# Skeeter Auction



## Skinard (Sep 1, 2018)

Just thought I'd share this tidbit...

I was at a trapping convention over the past few days and attended an auction to raise a few dollars for the organization promoting the convention and their activities.. The auction consisted of items that vendors at the convention donated. There wasn't much that was unusually interesting to me. Most items were going for between $10 - $20. They caught my attention though when an item up for bid was a single bottle of Skeeter Pee. I was amazed as the price kept climbing and climbing and was finally sold for $70! I later found the guy that donated it. We shared a few words about skeeter making, and I asked him if he thought that anyone knew that the bottle that was sold was made for around $2, and he laughed. He then showed me his secret. He is one of the vendors, and throughout the day he shared small samples of his skeeter with people that stopped by the table. He does it at every convention and he has had it go for as high as $110. I didn't try it, but it must be really good stuff.
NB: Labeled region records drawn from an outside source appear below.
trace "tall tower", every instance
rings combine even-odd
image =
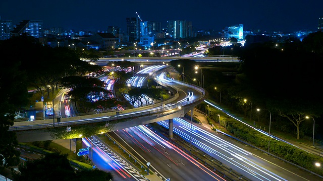
[[[0,40],[10,38],[10,31],[12,30],[12,21],[1,19],[0,17]]]
[[[318,26],[317,26],[318,30],[323,30],[323,17],[318,18]]]
[[[137,17],[127,18],[127,33],[131,41],[137,41],[140,38],[140,20]]]

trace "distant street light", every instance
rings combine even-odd
[[[271,124],[272,123],[272,113],[268,110],[264,110],[269,111],[269,139],[268,139],[268,152],[269,153],[270,144],[271,142]],[[257,111],[260,111],[260,109],[257,109]]]
[[[243,100],[244,101],[245,103],[247,103],[247,100],[246,99],[244,99],[244,100]],[[251,120],[251,112],[252,111],[252,103],[251,103],[251,101],[249,101],[249,102],[250,102],[250,120]],[[256,123],[255,122],[255,120],[253,120],[253,125],[255,125]]]
[[[202,97],[203,97],[204,95],[204,74],[203,74],[203,72],[202,71],[202,68],[201,68],[200,67],[199,67],[198,66],[195,66],[194,68],[195,69],[195,70],[197,70],[198,68],[201,69],[201,83],[202,84],[202,88],[203,89],[203,92],[202,93]],[[195,71],[195,73],[197,73],[197,71]]]
[[[313,119],[313,146],[314,146],[314,131],[315,130],[315,120],[312,117],[309,117],[308,116],[306,116],[305,118],[306,118],[306,119],[309,119],[309,118],[312,118],[312,119]]]
[[[220,130],[220,115],[218,115],[219,116],[219,130]]]

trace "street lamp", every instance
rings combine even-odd
[[[55,111],[54,111],[54,86],[47,85],[47,87],[51,87],[51,93],[52,97],[52,126],[55,127]]]
[[[219,116],[219,130],[220,130],[220,115],[218,115]]]
[[[197,70],[198,68],[201,69],[201,82],[202,84],[202,88],[203,89],[203,95],[204,95],[204,74],[202,71],[202,68],[199,67],[198,66],[195,66],[195,70]],[[197,73],[197,71],[195,71],[195,73]],[[203,96],[203,95],[202,96]]]
[[[265,110],[269,111],[269,138],[268,139],[268,152],[269,153],[270,144],[271,142],[271,124],[272,123],[272,113],[268,110]],[[260,109],[257,109],[257,111],[260,111]]]
[[[196,80],[198,81],[198,86],[200,86],[200,81],[199,80],[198,80],[198,79],[196,79],[195,78],[193,78],[193,81],[196,81]]]
[[[134,43],[134,44],[135,45],[135,61],[136,63],[137,63],[137,57],[136,56],[136,50],[137,50],[137,47],[136,47],[136,46],[137,45],[136,45],[136,43]]]
[[[310,117],[308,116],[306,116],[305,118],[306,119],[309,119],[309,118],[312,118],[313,119],[313,146],[314,146],[314,130],[315,130],[315,120],[313,117]]]
[[[217,90],[218,88],[216,87],[214,87],[214,89]],[[221,104],[221,89],[220,89],[220,104]]]
[[[243,100],[244,101],[245,103],[247,103],[247,100],[246,99],[244,99],[244,100]],[[250,120],[251,120],[251,112],[252,111],[252,103],[249,101],[249,102],[250,102]],[[255,122],[255,120],[253,120],[253,125],[255,125],[256,123]]]
[[[182,66],[183,67],[183,76],[182,76],[182,80],[183,81],[184,81],[184,66],[183,66],[183,65],[180,65],[180,64],[179,64],[179,65],[178,65],[178,67],[181,67],[181,66]]]

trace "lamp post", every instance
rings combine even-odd
[[[268,152],[269,153],[269,148],[270,148],[270,143],[271,143],[271,123],[272,123],[272,113],[268,110],[267,110],[267,111],[269,111],[269,114],[270,114],[270,116],[269,116],[269,138],[268,139]],[[257,109],[257,111],[260,111],[260,109]]]
[[[182,81],[184,81],[184,66],[183,65],[181,65],[180,64],[178,65],[178,67],[180,67],[181,66],[182,66],[183,67],[183,76],[182,76]]]
[[[181,43],[178,43],[179,45],[179,48],[178,49],[178,59],[180,59],[181,56]]]
[[[136,45],[135,43],[134,43],[135,45],[135,62],[137,63],[137,57],[136,56],[136,51],[137,50],[137,47],[136,47]]]
[[[247,100],[246,99],[244,99],[244,100],[243,100],[244,101],[245,103],[247,103]],[[249,101],[249,102],[250,102],[250,120],[251,120],[251,113],[252,111],[252,103]],[[255,122],[255,120],[253,120],[253,125],[255,125],[256,123]]]
[[[198,81],[198,86],[200,86],[200,81],[199,80],[198,80],[198,79],[196,79],[195,78],[193,78],[193,81],[196,81],[196,80]]]
[[[214,87],[214,89],[215,89],[216,90],[217,90],[218,89],[218,87]],[[221,89],[220,89],[220,104],[221,104]]]
[[[219,130],[220,130],[220,115],[218,115],[219,116]]]
[[[51,93],[52,97],[52,126],[55,127],[55,111],[54,111],[54,86],[52,85],[47,85],[47,87],[51,87]]]
[[[314,130],[315,130],[315,120],[314,120],[314,118],[313,118],[313,117],[309,117],[308,116],[306,116],[305,118],[306,118],[306,119],[309,119],[309,118],[312,118],[312,119],[313,119],[313,146],[314,146]]]
[[[203,89],[203,95],[204,95],[204,74],[203,74],[202,68],[199,67],[197,66],[195,66],[195,70],[197,70],[198,68],[201,69],[201,83],[202,84],[202,88]],[[195,71],[195,73],[197,73],[197,71]],[[202,96],[203,96],[203,95]]]

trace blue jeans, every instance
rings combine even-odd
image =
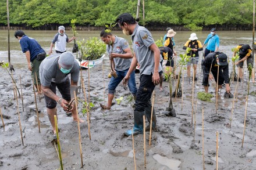
[[[108,84],[108,93],[111,95],[115,95],[115,92],[116,87],[119,83],[123,80],[125,77],[126,75],[128,72],[129,68],[123,71],[116,71],[118,77],[114,78],[111,77],[109,84]],[[133,95],[136,95],[137,93],[136,84],[135,82],[135,71],[133,71],[128,81],[128,87],[129,90]]]

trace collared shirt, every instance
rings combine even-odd
[[[30,62],[32,62],[38,54],[45,52],[44,50],[35,39],[26,35],[22,37],[20,44],[23,53],[29,51],[30,53]]]
[[[133,51],[140,64],[140,74],[151,75],[155,68],[154,53],[150,46],[155,42],[151,33],[145,27],[136,25],[131,34]],[[160,56],[159,56],[160,59]],[[159,64],[158,72],[162,71]]]
[[[55,44],[55,50],[63,52],[66,51],[66,46],[68,41],[69,38],[66,34],[64,33],[63,35],[61,35],[58,32],[54,36],[52,42]]]
[[[125,54],[125,50],[129,48],[129,44],[126,39],[115,36],[115,39],[113,44],[113,48],[111,45],[106,45],[106,52],[108,55],[111,53]],[[122,59],[119,57],[114,58],[115,69],[117,71],[125,70],[131,66],[131,59]]]
[[[215,50],[216,46],[219,46],[219,37],[218,35],[214,35],[209,34],[204,42],[204,44],[207,44],[206,47],[209,50],[214,52]]]
[[[52,55],[46,57],[41,63],[39,67],[39,75],[42,85],[48,87],[52,82],[56,84],[65,82],[69,78],[68,74],[71,74],[71,79],[74,82],[78,82],[79,78],[80,66],[77,61],[74,60],[74,65],[70,72],[64,74],[59,69],[59,61],[61,54]]]

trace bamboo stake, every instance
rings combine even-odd
[[[217,131],[216,133],[216,137],[217,138],[216,143],[216,170],[218,170],[218,149],[219,149],[219,133]]]
[[[20,78],[20,91],[22,92],[22,111],[24,111],[23,95],[22,94],[22,78]]]
[[[150,143],[149,143],[150,146],[151,145],[152,118],[153,117],[153,110],[154,110],[154,100],[155,100],[155,91],[153,91],[153,98],[152,99],[151,116],[151,118],[150,118]]]
[[[229,128],[231,128],[231,123],[232,122],[232,118],[233,118],[233,112],[234,111],[234,100],[236,99],[236,91],[237,88],[237,85],[236,85],[236,89],[234,89],[234,98],[233,99],[233,104],[232,104],[232,109],[231,110],[231,117],[230,117],[230,124],[229,125]]]
[[[14,100],[15,100],[15,97],[16,97],[15,89],[17,88],[17,87],[16,85],[15,85],[15,82],[14,82],[15,81],[14,81],[14,79],[13,79],[13,75],[12,74],[12,70],[10,71],[10,73],[11,73],[10,77],[12,77],[12,84],[13,85],[13,96],[14,96],[13,99],[14,99]]]
[[[237,86],[237,88],[236,89],[236,102],[237,102],[237,97],[238,97],[238,93],[237,93],[237,91],[238,91],[238,87],[239,87],[239,73],[240,73],[240,67],[238,67],[238,76],[237,76],[237,84],[236,85],[236,86]]]
[[[133,136],[133,128],[131,129],[131,136],[133,138],[133,160],[134,161],[134,169],[136,170],[136,161],[135,159],[134,138]]]
[[[6,8],[7,8],[7,28],[8,30],[8,62],[9,62],[9,65],[10,65],[10,17],[9,15],[9,0],[6,0]]]
[[[182,111],[183,108],[183,86],[184,86],[184,70],[182,70]]]
[[[205,164],[204,164],[204,107],[202,108],[202,169],[204,170]]]
[[[89,60],[88,60],[88,64],[89,64]],[[88,65],[89,67],[88,67],[88,102],[90,103],[90,64]],[[103,66],[103,64],[102,64]],[[90,108],[89,108],[90,110]],[[90,110],[89,110],[90,111]],[[90,121],[91,121],[91,117],[90,117]]]
[[[59,128],[58,128],[57,117],[54,115],[54,121],[55,122],[56,136],[57,136],[57,143],[58,149],[58,156],[59,158],[59,163],[61,164],[61,168],[63,170],[62,156],[61,155],[61,144],[59,143]]]
[[[244,113],[244,131],[243,132],[243,140],[242,140],[242,146],[241,146],[242,148],[244,146],[244,135],[246,133],[246,116],[247,114],[247,104],[248,104],[248,96],[246,97],[246,111]]]
[[[195,120],[195,115],[197,114],[197,100],[195,100],[195,113],[194,114],[194,144],[195,143],[195,124],[197,123],[197,121]]]
[[[35,81],[37,82],[37,92],[38,93],[38,99],[39,99],[39,102],[41,102],[41,99],[40,99],[40,92],[39,91],[39,86],[38,86],[38,82],[37,81],[37,72],[35,72]],[[34,84],[34,81],[33,81],[33,84]]]
[[[32,78],[32,81],[34,82],[34,78]],[[39,121],[39,114],[38,114],[38,110],[37,109],[37,95],[35,95],[35,86],[34,85],[34,84],[33,84],[33,91],[34,91],[34,95],[35,96],[35,110],[37,110],[37,122],[38,122],[38,130],[39,130],[39,133],[41,133],[40,121]]]
[[[84,92],[84,100],[85,100],[86,103],[87,104],[86,104],[86,112],[87,114],[88,133],[89,134],[90,140],[91,140],[91,132],[90,130],[90,128],[89,112],[88,111],[87,99],[86,98],[86,88],[84,88],[84,83],[83,79],[83,81],[82,81],[82,86],[83,86],[83,90]]]
[[[104,64],[102,64],[102,79],[103,79],[103,101],[104,105],[105,104],[105,79],[104,79]],[[104,108],[105,110],[105,108]]]
[[[3,115],[2,114],[2,111],[1,111],[1,107],[0,107],[0,114],[1,115],[2,122],[3,123],[3,132],[5,132],[5,123],[3,122]]]
[[[194,86],[195,85],[195,68],[193,67],[193,78],[192,80],[192,113],[191,124],[193,124],[193,114],[194,114]]]
[[[74,43],[75,43],[74,42]],[[76,56],[77,57],[77,53],[76,53]],[[82,79],[83,79],[83,75],[82,75],[82,67],[81,66],[81,59],[79,59],[80,60],[80,86],[79,88],[79,93],[81,93],[81,86],[82,85]],[[89,64],[89,62],[88,62],[88,64]]]
[[[218,107],[218,88],[219,88],[219,66],[218,66],[217,84],[216,85],[216,103],[215,103],[216,114],[217,114],[217,107]]]
[[[18,96],[17,95],[17,88],[16,88],[16,86],[13,86],[14,88],[15,88],[15,98],[16,100],[16,103],[17,103],[17,111],[18,112],[18,115],[19,115],[19,125],[20,126],[20,136],[22,138],[22,146],[24,146],[24,142],[23,142],[23,136],[22,135],[22,123],[20,122],[20,111],[19,110],[19,102],[18,102]]]
[[[145,115],[143,115],[143,140],[144,140],[144,168],[146,168],[146,123]]]
[[[77,116],[77,118],[79,118],[78,115],[78,108],[77,108],[77,99],[76,99],[77,96],[76,96],[76,92],[74,91],[74,101],[75,101],[75,105],[76,105],[76,115]],[[81,157],[81,168],[83,168],[84,167],[84,164],[83,163],[83,153],[82,153],[82,146],[81,144],[81,133],[80,133],[80,122],[79,120],[77,121],[77,128],[78,128],[78,135],[79,135],[79,147],[80,147],[80,157]]]

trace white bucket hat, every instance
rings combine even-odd
[[[172,37],[176,34],[176,32],[175,32],[173,29],[170,29],[170,30],[168,31],[168,32],[167,32],[166,37]]]
[[[195,34],[195,33],[191,34],[190,38],[189,38],[189,40],[192,40],[192,41],[194,41],[194,40],[195,40],[197,39],[198,39],[198,38],[197,38],[197,34]]]

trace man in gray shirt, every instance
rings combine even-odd
[[[71,85],[68,74],[71,74]],[[79,77],[79,64],[70,52],[52,55],[48,56],[41,63],[39,74],[42,90],[47,108],[47,114],[52,126],[54,134],[56,133],[54,115],[57,115],[57,102],[65,111],[70,111],[74,121],[83,122],[84,121],[77,117],[74,102],[69,103],[74,98],[74,91],[77,91],[77,82]],[[56,95],[56,87],[59,89],[62,97]],[[70,108],[67,106],[72,106]],[[56,142],[56,136],[52,142]]]
[[[108,110],[111,107],[115,89],[126,75],[133,57],[129,44],[126,39],[113,36],[111,31],[109,29],[103,30],[100,34],[101,40],[107,45],[106,52],[109,56],[110,62],[112,62],[112,59],[113,59],[115,71],[118,75],[117,77],[112,76],[108,84],[108,105],[100,104],[102,108]],[[128,87],[133,96],[135,97],[137,93],[137,87],[135,82],[134,70],[130,74],[130,79],[128,81]]]
[[[134,111],[134,125],[133,131],[125,132],[126,136],[143,133],[143,115],[148,121],[151,120],[152,104],[151,97],[155,86],[159,84],[162,67],[159,65],[160,50],[155,44],[150,32],[145,27],[138,26],[127,13],[118,16],[116,22],[126,35],[131,35],[134,55],[130,67],[123,79],[127,84],[129,77],[137,63],[140,65],[140,86],[137,92]],[[152,128],[157,129],[157,117],[153,109]],[[149,130],[150,126],[146,128]]]

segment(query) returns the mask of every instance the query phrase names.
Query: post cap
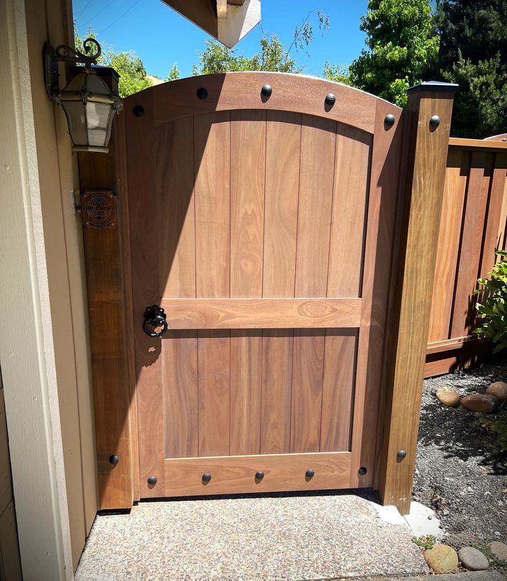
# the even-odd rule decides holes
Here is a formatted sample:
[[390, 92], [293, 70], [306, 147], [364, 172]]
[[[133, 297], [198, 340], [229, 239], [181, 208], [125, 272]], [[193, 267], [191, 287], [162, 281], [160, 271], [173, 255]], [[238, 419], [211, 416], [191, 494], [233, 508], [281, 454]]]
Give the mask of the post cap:
[[439, 92], [454, 93], [459, 87], [456, 83], [445, 83], [442, 81], [426, 81], [407, 89], [407, 95], [413, 95], [419, 91], [439, 91]]

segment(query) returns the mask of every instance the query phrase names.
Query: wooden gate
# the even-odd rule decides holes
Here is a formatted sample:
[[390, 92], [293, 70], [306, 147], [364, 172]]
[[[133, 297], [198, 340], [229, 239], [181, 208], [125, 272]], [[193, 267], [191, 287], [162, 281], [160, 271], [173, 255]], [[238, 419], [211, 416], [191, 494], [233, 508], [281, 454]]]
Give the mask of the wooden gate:
[[373, 486], [408, 511], [455, 88], [401, 112], [248, 72], [126, 99], [79, 155], [102, 509]]
[[399, 110], [250, 73], [125, 118], [141, 495], [370, 486]]

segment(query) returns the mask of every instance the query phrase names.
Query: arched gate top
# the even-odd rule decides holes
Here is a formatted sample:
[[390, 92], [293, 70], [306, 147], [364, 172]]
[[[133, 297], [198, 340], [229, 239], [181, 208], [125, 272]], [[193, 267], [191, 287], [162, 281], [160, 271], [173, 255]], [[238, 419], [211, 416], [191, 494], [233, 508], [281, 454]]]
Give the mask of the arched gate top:
[[[269, 90], [263, 87], [269, 85]], [[266, 109], [333, 119], [374, 132], [377, 104], [397, 118], [401, 109], [359, 89], [315, 77], [281, 72], [226, 72], [179, 79], [142, 92], [153, 101], [156, 125], [214, 111]], [[150, 95], [151, 93], [151, 95]], [[328, 95], [335, 96], [326, 99]], [[139, 94], [137, 94], [139, 95]], [[127, 99], [135, 104], [137, 95]]]

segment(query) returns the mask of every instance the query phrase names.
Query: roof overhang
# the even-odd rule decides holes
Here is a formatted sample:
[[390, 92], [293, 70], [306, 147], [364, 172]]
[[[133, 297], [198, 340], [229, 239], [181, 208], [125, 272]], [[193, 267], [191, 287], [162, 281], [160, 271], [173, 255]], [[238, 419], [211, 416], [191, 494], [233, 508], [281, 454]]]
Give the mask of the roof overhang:
[[261, 0], [161, 0], [231, 48], [261, 21]]

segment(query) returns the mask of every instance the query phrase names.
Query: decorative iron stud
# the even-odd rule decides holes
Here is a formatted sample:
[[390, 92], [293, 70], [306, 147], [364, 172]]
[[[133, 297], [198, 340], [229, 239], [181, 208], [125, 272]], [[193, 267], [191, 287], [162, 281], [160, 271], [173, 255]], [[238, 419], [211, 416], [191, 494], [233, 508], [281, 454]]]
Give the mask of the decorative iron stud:
[[261, 93], [262, 94], [262, 96], [266, 97], [271, 97], [271, 93], [272, 92], [273, 88], [271, 86], [271, 85], [266, 84], [261, 89]]
[[399, 463], [406, 457], [407, 453], [404, 450], [399, 450], [396, 455], [396, 462]]
[[433, 115], [430, 119], [430, 126], [436, 129], [440, 125], [440, 117], [438, 115]]
[[197, 89], [197, 95], [198, 99], [203, 101], [208, 97], [208, 91], [204, 88], [204, 87], [201, 87]]
[[388, 127], [392, 127], [395, 121], [396, 117], [392, 115], [392, 113], [389, 113], [388, 115], [386, 115], [386, 119], [384, 119], [384, 122]]

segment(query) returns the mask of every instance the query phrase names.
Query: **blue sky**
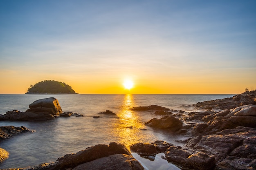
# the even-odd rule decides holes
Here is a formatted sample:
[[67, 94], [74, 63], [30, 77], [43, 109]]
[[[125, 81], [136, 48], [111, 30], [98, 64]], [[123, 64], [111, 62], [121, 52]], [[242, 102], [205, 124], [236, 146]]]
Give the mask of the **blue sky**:
[[0, 93], [53, 79], [98, 93], [126, 77], [153, 91], [142, 93], [254, 90], [256, 7], [254, 0], [1, 0]]

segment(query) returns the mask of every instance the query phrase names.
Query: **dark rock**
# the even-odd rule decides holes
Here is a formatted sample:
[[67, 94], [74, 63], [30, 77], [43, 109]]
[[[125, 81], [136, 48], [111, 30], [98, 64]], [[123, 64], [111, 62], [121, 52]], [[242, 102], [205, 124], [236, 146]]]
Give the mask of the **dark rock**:
[[144, 168], [132, 156], [120, 154], [99, 158], [72, 169], [72, 170], [142, 170]]
[[155, 142], [151, 143], [155, 146], [157, 153], [164, 152], [170, 146], [173, 146], [171, 144], [167, 143], [163, 141], [156, 141]]
[[173, 115], [173, 113], [171, 112], [168, 111], [164, 111], [162, 110], [157, 110], [155, 112], [155, 114], [156, 115]]
[[148, 106], [135, 107], [132, 108], [131, 108], [130, 110], [137, 111], [156, 111], [161, 110], [162, 110], [163, 111], [170, 110], [170, 109], [168, 108], [154, 105]]
[[9, 111], [3, 115], [4, 120], [18, 121], [46, 121], [52, 120], [55, 117], [48, 113], [35, 113], [26, 111], [13, 112]]
[[98, 114], [103, 114], [105, 115], [110, 115], [110, 116], [117, 116], [117, 114], [113, 112], [111, 110], [106, 110], [105, 112], [100, 112]]
[[179, 130], [182, 126], [182, 122], [172, 116], [166, 116], [161, 119], [153, 118], [145, 124], [154, 128], [168, 128], [173, 130]]
[[9, 152], [0, 148], [0, 163], [2, 163], [8, 157], [9, 157]]
[[58, 100], [54, 97], [37, 100], [29, 104], [25, 112], [9, 111], [1, 116], [2, 120], [18, 121], [45, 121], [54, 119], [62, 113]]
[[155, 155], [158, 152], [153, 144], [144, 144], [137, 143], [130, 146], [131, 150], [137, 153], [140, 156]]
[[36, 100], [29, 104], [29, 107], [28, 112], [46, 112], [53, 115], [58, 115], [62, 113], [58, 101], [54, 97]]
[[248, 104], [256, 105], [256, 91], [247, 91], [232, 97], [199, 102], [193, 106], [204, 109], [229, 109]]
[[100, 117], [101, 117], [99, 116], [93, 116], [92, 117], [93, 117], [94, 118], [99, 118]]
[[[116, 155], [117, 154], [121, 154], [121, 155], [109, 157], [110, 155]], [[108, 157], [108, 158], [107, 157], [106, 158], [100, 159], [101, 158], [106, 157]], [[114, 159], [117, 159], [116, 161], [112, 160], [111, 161], [113, 163], [112, 163], [111, 162], [108, 162], [109, 161], [110, 158], [113, 158]], [[99, 160], [99, 159], [100, 160]], [[121, 161], [121, 162], [119, 162], [118, 160]], [[91, 161], [92, 162], [88, 164], [85, 164], [85, 163]], [[127, 162], [125, 163], [124, 162]], [[131, 170], [133, 169], [144, 169], [136, 159], [133, 158], [131, 156], [131, 153], [124, 145], [122, 144], [117, 144], [115, 142], [111, 142], [110, 143], [109, 146], [101, 144], [97, 145], [88, 148], [85, 150], [81, 150], [76, 154], [67, 154], [63, 157], [59, 158], [54, 163], [41, 164], [39, 166], [28, 169], [27, 170], [57, 170], [67, 169], [69, 168], [72, 169], [81, 164], [83, 165], [78, 166], [76, 169], [81, 169], [81, 168], [83, 167], [92, 167], [94, 166], [97, 168], [103, 168], [103, 167], [101, 166], [101, 165], [99, 165], [100, 163], [102, 163], [102, 165], [108, 165], [112, 167], [112, 164], [117, 163], [118, 164], [120, 164], [120, 165], [123, 165], [124, 166], [125, 166], [125, 167], [129, 167], [131, 168], [129, 168], [130, 169], [128, 168], [128, 169], [126, 169], [126, 168], [121, 169], [121, 169], [117, 169]], [[126, 163], [128, 163], [128, 165], [126, 165]], [[126, 164], [125, 166], [124, 165], [125, 164]], [[117, 164], [116, 166], [119, 167], [119, 165]], [[106, 167], [106, 170], [112, 169], [111, 168], [107, 169], [107, 167]], [[132, 169], [132, 168], [134, 169]], [[95, 169], [93, 168], [93, 169]]]
[[72, 115], [71, 112], [63, 112], [60, 115], [61, 117], [70, 117]]
[[202, 152], [191, 154], [176, 146], [171, 146], [165, 152], [168, 161], [189, 169], [208, 170], [215, 166], [213, 157]]
[[9, 139], [21, 133], [32, 132], [24, 126], [19, 127], [12, 126], [0, 126], [0, 141]]

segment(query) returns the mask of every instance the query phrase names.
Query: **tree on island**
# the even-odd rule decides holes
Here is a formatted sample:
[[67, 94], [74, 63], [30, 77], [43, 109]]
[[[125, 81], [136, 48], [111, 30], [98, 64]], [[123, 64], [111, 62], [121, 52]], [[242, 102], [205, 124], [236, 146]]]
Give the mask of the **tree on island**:
[[55, 80], [44, 80], [31, 85], [26, 94], [78, 94], [65, 83]]

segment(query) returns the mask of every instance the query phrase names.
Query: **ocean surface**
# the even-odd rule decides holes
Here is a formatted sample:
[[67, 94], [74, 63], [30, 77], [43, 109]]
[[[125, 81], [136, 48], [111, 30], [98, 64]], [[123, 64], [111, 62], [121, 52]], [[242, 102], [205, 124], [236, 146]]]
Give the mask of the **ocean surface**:
[[[154, 112], [135, 111], [133, 107], [155, 104], [171, 109], [194, 110], [182, 107], [198, 102], [220, 99], [235, 95], [0, 95], [0, 114], [17, 109], [25, 111], [29, 105], [38, 99], [54, 97], [63, 112], [81, 113], [83, 117], [59, 117], [47, 121], [0, 121], [0, 126], [24, 126], [32, 133], [20, 134], [0, 143], [0, 147], [9, 152], [9, 158], [0, 164], [0, 169], [24, 168], [54, 162], [66, 154], [98, 144], [115, 141], [129, 146], [137, 143], [164, 140], [182, 146], [177, 141], [191, 137], [155, 130], [144, 123], [160, 118]], [[118, 117], [104, 116], [94, 118], [98, 113], [109, 110]], [[180, 170], [158, 154], [150, 161], [133, 153], [146, 170]]]

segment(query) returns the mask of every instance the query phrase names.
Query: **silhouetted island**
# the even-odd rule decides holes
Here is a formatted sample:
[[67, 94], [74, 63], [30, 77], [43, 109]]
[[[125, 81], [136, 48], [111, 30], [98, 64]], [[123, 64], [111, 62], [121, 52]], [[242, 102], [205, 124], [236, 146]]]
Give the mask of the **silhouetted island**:
[[44, 80], [31, 85], [25, 94], [76, 94], [70, 86], [55, 80]]

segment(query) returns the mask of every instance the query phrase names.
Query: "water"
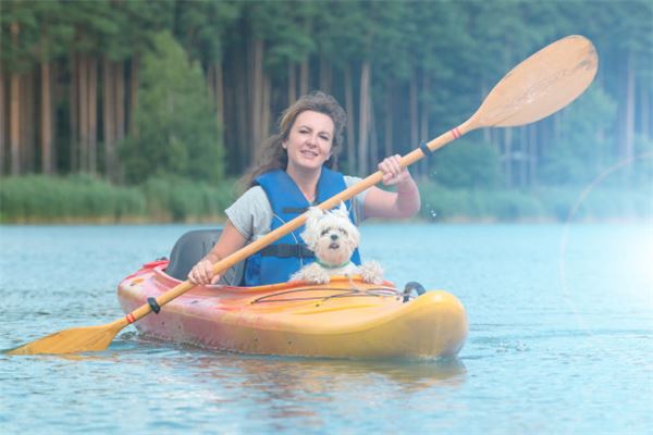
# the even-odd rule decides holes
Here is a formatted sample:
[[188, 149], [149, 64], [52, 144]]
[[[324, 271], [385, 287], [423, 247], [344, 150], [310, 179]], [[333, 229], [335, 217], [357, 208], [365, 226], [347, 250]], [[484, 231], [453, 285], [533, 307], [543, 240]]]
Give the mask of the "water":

I now have a new retirement plan.


----------



## NorCal (Sep 2, 2018)

He’s a good salesman. They are buying the story, not the bottle.


----------



## CK55 (Sep 2, 2018)

NorCal said:


> He’s a good salesman. They are buying the story, not the bottle.


agreeed


----------



## Skinard (Sep 2, 2018)

NorCal said:


> He’s a good salesman. They are buying the story, not the bottle.


I think part of it is because they're raising money and the buyers are feeling charitable, but a big part of it is that these guys just like it. I don't think it would go for nearly that much outside of the auction, but $20 a bottle would easily sell what you have, at least with this crowd.


----------